Humans Still Needed: ‘Firmament’ Players Complain About Game’s Lore Content Written By AI
from the beep-boop dept
You can’t walk out of your front door these days without tripping over someone ready to tell you about the next great thing in artificial intelligence. And, hey, it’s for good reason. The last few months have seen an explosion of new tools that have come online and are capable of some seriously amazing things. But for all of the hand-wringing over where humanity will even fit into the world any longer now that ChatGPT can write me a three stanza poem about how great encased meat is (yes, I did this for real), the current generation of AI tools are not such that they globally apply to replacing human work anywhere and everywhere.
Cyan Worlds, the game studio that became a sensation in the early 90s after it released the original Myst game, has since been releasing games more recently through Kickstarter campaigns. The studio’s latest release, Firmament, has been on the receiving end of some relatively mediocre reviews. Negative comments on the game have commonly centered on how the game’s world feels under-realized, especially when it comes to the kind of in-game text and lore that Cyan Worlds made its name on.
For a studio with such an illustrious history, the decidedly mixed reviews for Firmament should be something of a surprise.
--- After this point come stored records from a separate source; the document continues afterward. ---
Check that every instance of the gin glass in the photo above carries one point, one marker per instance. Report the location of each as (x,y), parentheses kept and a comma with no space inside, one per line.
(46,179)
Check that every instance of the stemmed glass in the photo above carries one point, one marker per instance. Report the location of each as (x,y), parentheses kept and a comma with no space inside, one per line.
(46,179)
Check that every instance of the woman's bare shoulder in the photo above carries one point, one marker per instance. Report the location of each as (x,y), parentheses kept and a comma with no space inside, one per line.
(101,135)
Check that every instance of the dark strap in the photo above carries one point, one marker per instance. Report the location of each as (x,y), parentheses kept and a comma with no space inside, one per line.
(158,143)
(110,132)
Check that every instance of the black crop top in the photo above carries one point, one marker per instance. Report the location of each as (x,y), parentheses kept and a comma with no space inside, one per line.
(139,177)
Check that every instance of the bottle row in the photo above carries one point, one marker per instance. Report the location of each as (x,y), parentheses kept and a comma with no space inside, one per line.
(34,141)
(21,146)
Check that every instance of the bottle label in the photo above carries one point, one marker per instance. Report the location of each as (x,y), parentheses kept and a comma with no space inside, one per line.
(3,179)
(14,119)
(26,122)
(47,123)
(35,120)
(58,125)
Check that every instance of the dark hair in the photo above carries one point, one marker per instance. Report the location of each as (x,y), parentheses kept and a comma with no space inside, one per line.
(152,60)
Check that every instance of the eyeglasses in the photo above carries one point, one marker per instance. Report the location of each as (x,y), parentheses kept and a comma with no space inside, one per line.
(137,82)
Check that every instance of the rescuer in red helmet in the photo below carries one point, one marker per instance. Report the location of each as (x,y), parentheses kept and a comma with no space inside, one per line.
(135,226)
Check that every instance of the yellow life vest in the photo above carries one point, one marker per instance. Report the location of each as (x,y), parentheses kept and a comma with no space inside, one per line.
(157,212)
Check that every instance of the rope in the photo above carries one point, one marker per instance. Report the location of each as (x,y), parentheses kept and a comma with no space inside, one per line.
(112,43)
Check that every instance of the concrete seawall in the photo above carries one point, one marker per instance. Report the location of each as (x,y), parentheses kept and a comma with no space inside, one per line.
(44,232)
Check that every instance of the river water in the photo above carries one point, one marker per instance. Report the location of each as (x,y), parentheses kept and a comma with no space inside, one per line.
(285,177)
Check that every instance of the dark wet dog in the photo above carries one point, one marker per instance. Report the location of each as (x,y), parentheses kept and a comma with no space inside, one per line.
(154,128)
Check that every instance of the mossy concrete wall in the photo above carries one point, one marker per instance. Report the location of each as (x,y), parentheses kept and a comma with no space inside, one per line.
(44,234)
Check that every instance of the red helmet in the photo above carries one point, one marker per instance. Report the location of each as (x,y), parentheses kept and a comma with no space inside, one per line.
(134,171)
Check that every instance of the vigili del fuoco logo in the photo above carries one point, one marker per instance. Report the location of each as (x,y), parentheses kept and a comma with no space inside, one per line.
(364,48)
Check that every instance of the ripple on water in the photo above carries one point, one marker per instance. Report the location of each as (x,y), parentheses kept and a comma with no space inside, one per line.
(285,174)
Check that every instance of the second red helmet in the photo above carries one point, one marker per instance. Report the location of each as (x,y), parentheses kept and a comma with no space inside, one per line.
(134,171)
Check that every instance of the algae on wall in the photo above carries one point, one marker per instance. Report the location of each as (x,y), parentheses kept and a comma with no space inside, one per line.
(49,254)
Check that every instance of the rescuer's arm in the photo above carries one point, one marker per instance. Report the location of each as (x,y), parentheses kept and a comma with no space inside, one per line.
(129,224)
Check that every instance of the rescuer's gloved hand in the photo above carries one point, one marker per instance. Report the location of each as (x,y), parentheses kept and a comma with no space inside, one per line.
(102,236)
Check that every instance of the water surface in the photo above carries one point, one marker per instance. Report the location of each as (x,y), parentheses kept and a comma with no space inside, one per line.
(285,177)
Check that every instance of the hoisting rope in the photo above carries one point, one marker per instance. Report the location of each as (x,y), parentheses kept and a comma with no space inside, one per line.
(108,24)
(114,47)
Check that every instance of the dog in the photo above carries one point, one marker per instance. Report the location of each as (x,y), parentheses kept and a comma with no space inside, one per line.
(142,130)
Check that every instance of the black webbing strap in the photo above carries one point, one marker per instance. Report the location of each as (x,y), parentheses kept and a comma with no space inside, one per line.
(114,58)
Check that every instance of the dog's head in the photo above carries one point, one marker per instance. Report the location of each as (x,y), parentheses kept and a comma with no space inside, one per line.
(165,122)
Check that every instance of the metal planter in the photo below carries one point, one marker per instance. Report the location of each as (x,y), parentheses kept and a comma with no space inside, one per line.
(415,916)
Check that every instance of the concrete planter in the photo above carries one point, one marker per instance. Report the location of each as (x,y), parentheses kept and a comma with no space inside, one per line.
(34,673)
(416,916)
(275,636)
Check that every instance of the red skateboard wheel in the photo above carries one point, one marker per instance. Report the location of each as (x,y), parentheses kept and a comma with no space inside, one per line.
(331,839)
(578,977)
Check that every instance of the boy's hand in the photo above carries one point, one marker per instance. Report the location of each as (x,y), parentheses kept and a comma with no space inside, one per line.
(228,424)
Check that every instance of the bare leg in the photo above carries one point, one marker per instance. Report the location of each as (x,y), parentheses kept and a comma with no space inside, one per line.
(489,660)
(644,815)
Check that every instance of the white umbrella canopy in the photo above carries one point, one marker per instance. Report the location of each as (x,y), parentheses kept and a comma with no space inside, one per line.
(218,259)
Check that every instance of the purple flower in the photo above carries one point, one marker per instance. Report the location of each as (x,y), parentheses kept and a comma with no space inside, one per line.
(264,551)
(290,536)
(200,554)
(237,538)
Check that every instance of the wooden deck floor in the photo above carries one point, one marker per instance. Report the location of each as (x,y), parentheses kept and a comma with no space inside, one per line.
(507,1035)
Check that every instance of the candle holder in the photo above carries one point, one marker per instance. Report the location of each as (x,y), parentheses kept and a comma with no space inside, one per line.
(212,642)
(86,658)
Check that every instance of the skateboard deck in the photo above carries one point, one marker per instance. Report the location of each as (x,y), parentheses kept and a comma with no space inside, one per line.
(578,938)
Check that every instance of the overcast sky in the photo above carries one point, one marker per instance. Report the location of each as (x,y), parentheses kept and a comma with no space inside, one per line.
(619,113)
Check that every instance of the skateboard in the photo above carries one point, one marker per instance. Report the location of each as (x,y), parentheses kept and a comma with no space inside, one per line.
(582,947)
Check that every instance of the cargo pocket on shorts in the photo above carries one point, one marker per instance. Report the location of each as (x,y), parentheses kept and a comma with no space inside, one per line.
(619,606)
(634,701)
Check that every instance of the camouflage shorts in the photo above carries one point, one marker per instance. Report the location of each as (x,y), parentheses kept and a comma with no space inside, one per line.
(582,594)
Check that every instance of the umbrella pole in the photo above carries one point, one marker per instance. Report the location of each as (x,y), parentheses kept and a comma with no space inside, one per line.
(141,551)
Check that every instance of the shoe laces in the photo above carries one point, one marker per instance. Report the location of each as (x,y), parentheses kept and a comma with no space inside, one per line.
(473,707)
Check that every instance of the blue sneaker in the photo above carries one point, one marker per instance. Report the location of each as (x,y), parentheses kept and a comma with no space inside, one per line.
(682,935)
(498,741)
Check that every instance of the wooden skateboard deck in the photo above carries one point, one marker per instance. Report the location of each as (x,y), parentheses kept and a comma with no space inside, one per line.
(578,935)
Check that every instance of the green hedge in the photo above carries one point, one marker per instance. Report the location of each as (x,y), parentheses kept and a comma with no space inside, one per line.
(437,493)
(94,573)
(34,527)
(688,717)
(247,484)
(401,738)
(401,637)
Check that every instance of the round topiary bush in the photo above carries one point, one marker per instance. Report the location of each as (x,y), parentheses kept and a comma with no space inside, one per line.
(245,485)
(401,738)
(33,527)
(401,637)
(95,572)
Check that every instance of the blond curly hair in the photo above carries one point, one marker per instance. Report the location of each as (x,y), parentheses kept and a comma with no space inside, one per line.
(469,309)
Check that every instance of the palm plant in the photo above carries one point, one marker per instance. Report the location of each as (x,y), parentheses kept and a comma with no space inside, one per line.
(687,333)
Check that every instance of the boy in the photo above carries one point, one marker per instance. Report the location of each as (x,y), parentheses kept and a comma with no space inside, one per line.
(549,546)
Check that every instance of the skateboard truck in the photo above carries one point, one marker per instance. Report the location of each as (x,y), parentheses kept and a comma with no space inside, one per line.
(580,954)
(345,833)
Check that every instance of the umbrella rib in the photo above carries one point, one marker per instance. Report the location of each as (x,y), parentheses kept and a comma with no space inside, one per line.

Fans are down on some of the puzzle design, but they also repeatedly mention how flat the game’s world feels, how poor the narration is and the sparsity of Firmament’s in-game lore, which really stand out when compared to Cyan’s 90s blockbusters.
Some curious folks started poking around to see what the reason for this deviation in lore quality might be. And that’s when they came across this screen from the game’s credits.
That certainly explains what buyer’s of the game are seeing. When asked to comment by Kotaku, Cyan Worlds made the point that all of this went through human quality control, and even that much of the content wasn’t wholly, or even mostly, derived using AI. For example, the voice narration in the game was written and performed by human beings, but an AI tool was used to modify the audio of that narration for pitch, timbre, etc.
But in the end, the things about the game customers are talking about hating is the content that has been in some way touched by AI.
This sucks! This is the third game in a month we’ve had to highlight for either featuring or standing accused of featuring terrible, obviously machine-generated content. The feedback in each instance—even on this game’s Kickstarter page, where many backers pledged their support years ago, before AI-generated content was even a thing—has been clear: people do not want this stuff in their games!
These are new tools that need to be explored and modified to make them better. But when it comes to creative expression to be consumed by humans, it sure does seem like humans want other humans to do the bulk of the creating.